On le met face à ses contradictions. Son père aura-t-il la force de résister pour attendre son rejeton ? Rien n'est moins sûr !
Cerise sur le gâteau, «(…) son passage à Poncins lui avait appris que les villes émoussaient sa volonté de poursuivre son objectif. »
À Pont-de-Beauvaisin, il rencontre un écrivain célèbre venu en séance de dédicace qui l'interpelle de la plus violente façon :
«À votre place, je prendrai le train !
Comment ?
Belle bêtise, votre marche !
Cette marche c'est la source même de l'espérance et c'est grâce à cela qu'Édouard va lutter pour survivre.»
Hercule est soumis à un dilemme roussauiste, et doit tenter le Pari de Pascal si je renonce à mon projet et que mon père meurt alors que je suis dans le train, serai-je responsable de sa mort ? Si je mène mon projet à terme et que mon père meurt dans l'intervalle serai-je responsable de n'avoir pas été assez rigoureux dans ma progression quotidienne ?
L'auteur prend du champ avec son personnage, le laissant à son libre arbitre.
L'écriture de JP Yvorra est plus incisive, plus dure, comme s'il en voulait à son héros de ces indécisions.
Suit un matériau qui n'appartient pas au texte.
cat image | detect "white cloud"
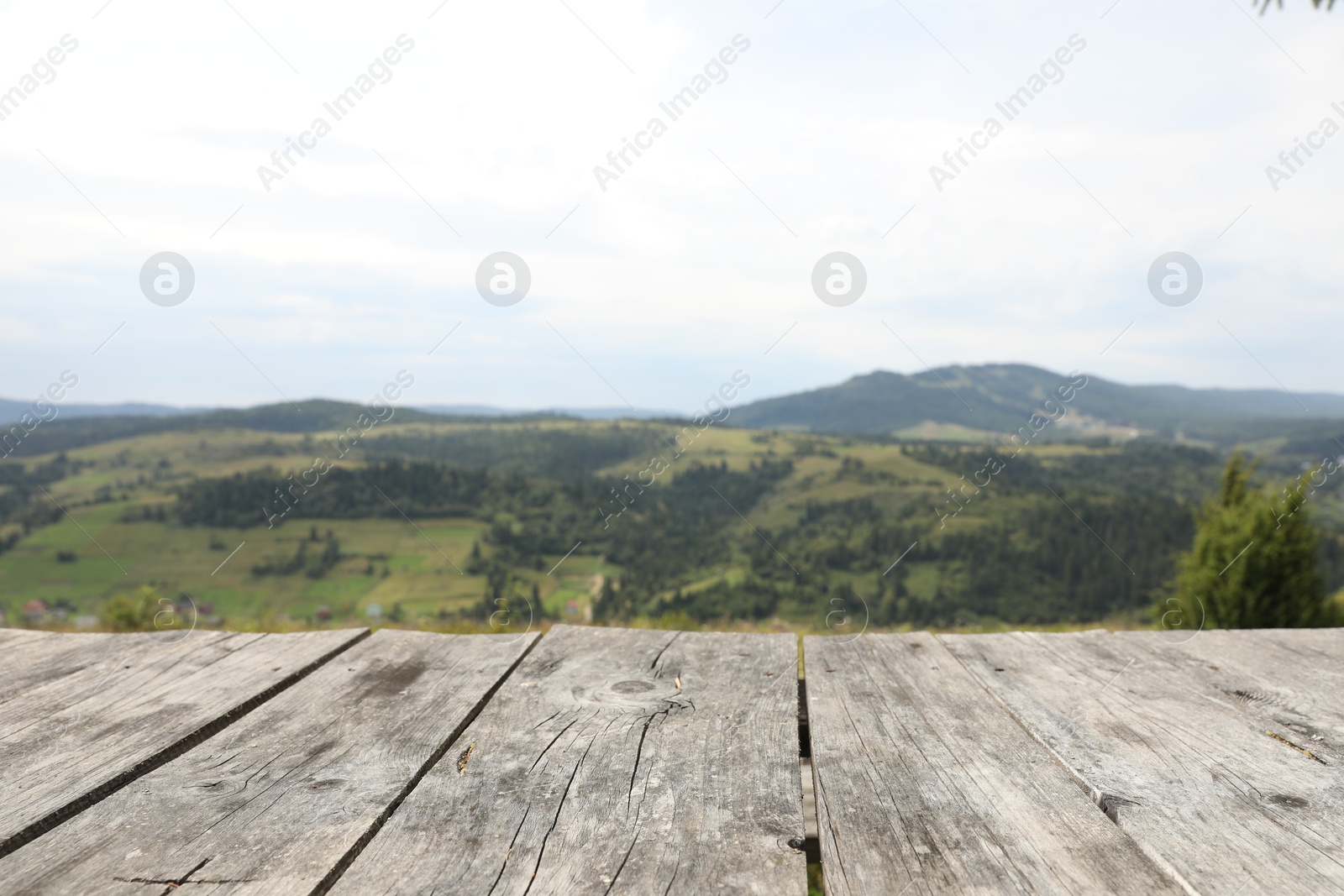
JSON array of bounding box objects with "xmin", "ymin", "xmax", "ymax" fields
[{"xmin": 0, "ymin": 0, "xmax": 1344, "ymax": 407}]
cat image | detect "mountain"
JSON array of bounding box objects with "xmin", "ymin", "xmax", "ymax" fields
[
  {"xmin": 419, "ymin": 405, "xmax": 681, "ymax": 421},
  {"xmin": 0, "ymin": 398, "xmax": 206, "ymax": 423},
  {"xmin": 732, "ymin": 364, "xmax": 1344, "ymax": 442}
]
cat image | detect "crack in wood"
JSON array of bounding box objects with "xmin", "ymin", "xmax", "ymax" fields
[{"xmin": 1265, "ymin": 731, "xmax": 1331, "ymax": 766}]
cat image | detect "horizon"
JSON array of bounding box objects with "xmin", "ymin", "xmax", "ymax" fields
[
  {"xmin": 0, "ymin": 361, "xmax": 1344, "ymax": 421},
  {"xmin": 0, "ymin": 0, "xmax": 1344, "ymax": 408}
]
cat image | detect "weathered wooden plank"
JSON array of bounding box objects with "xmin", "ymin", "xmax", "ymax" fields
[
  {"xmin": 0, "ymin": 629, "xmax": 367, "ymax": 856},
  {"xmin": 0, "ymin": 629, "xmax": 129, "ymax": 709},
  {"xmin": 1150, "ymin": 629, "xmax": 1344, "ymax": 747},
  {"xmin": 802, "ymin": 632, "xmax": 1180, "ymax": 896},
  {"xmin": 332, "ymin": 626, "xmax": 806, "ymax": 896},
  {"xmin": 0, "ymin": 630, "xmax": 538, "ymax": 896},
  {"xmin": 943, "ymin": 631, "xmax": 1344, "ymax": 893}
]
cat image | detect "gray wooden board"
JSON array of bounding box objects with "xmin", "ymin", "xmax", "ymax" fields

Il multiplie les chausses-trappes, le médecin de la ville en rajoute :
« Est-ce qu'il est indispensable que vous poursuiviez votre marche ? »
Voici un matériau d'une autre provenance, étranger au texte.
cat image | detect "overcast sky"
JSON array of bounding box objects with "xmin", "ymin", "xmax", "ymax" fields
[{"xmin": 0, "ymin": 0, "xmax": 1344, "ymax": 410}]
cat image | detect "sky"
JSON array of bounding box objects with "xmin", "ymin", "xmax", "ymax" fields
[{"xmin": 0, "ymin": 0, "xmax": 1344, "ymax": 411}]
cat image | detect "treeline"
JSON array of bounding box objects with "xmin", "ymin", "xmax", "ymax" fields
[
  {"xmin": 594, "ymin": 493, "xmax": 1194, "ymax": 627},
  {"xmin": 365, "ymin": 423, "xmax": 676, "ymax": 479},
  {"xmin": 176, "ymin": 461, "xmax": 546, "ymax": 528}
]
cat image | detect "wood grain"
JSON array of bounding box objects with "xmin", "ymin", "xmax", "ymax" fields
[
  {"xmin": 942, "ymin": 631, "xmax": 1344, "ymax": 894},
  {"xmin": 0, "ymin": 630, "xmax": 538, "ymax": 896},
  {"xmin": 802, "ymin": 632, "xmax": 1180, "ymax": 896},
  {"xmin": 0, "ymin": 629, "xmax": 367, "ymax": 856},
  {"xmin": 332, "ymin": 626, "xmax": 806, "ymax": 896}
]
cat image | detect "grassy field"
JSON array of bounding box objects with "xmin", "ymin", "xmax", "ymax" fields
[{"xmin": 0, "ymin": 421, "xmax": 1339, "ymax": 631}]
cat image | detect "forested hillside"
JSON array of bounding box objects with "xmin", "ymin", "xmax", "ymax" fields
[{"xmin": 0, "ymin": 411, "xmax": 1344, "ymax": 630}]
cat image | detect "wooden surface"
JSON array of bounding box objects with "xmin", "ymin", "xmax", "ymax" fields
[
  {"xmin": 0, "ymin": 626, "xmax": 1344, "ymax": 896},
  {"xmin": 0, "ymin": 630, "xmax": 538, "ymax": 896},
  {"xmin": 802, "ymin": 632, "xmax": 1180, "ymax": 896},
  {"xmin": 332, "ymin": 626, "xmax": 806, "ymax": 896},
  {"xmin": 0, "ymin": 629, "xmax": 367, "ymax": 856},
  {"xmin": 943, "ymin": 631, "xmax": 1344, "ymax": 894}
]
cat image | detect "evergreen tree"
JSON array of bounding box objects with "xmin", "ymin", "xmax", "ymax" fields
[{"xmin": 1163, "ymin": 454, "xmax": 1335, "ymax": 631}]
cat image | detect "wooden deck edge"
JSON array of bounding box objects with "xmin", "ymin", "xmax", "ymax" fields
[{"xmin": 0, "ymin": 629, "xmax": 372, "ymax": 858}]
Hercule ne répond pas, mais au lieu de se précipiter vers son but, il erre dans les rues de la ville, ratiocine « (…) il éprouvait le besoin qu'une personne l'encourage, prenne part à sa croyance » Les hallucinations le guettent, et ce ne sont pas les coups de fil quotidiens à Marinette qui elle, trouve dans l'accomplissement des gestes du quotidien le moyen de se libérer du poids qui pèse sur elle entre le probable décès d'Édouard son mari et l'obstination d'Hercule enfermé dans sa folle randonnée déconnectée de la réalité de la maladie de son père.
Mais la providence veille sur Hercule. À mesure qu'il se rapproche de son but des personnes bienveillantes le rassurent, ainsi Firmin :
« - Ce que vous avez entrepris, c'est un pèlerinage, comme nos ancêtres, c'est étonnant et rare ! Votre aventure est de celle que les mortels aiment entendre. »
La naïveté et l'obstination d'Hercule confrontent les membres de sa famille, Marinette la femme d'Édouard et Maurice son demi-frère à leur propre refus de la vie et de l'amour. Bientôt ils se mettent à penser , et si notre attitude était la cause de la maladie d'Édouard ? « (…) est-ce que j'ai dépassé les limites du pardon, de l'injustifiable ? »
Sur le chemin d'Hercule, les signe se multiplient, qu'il voit comme autant d'encouragements, un corbeau, un chien, un oiseau de nuit, un compagnon inespéré, qui le poussent à croire à l'efficacité de sa marche dans le combat contre la maladie de son père.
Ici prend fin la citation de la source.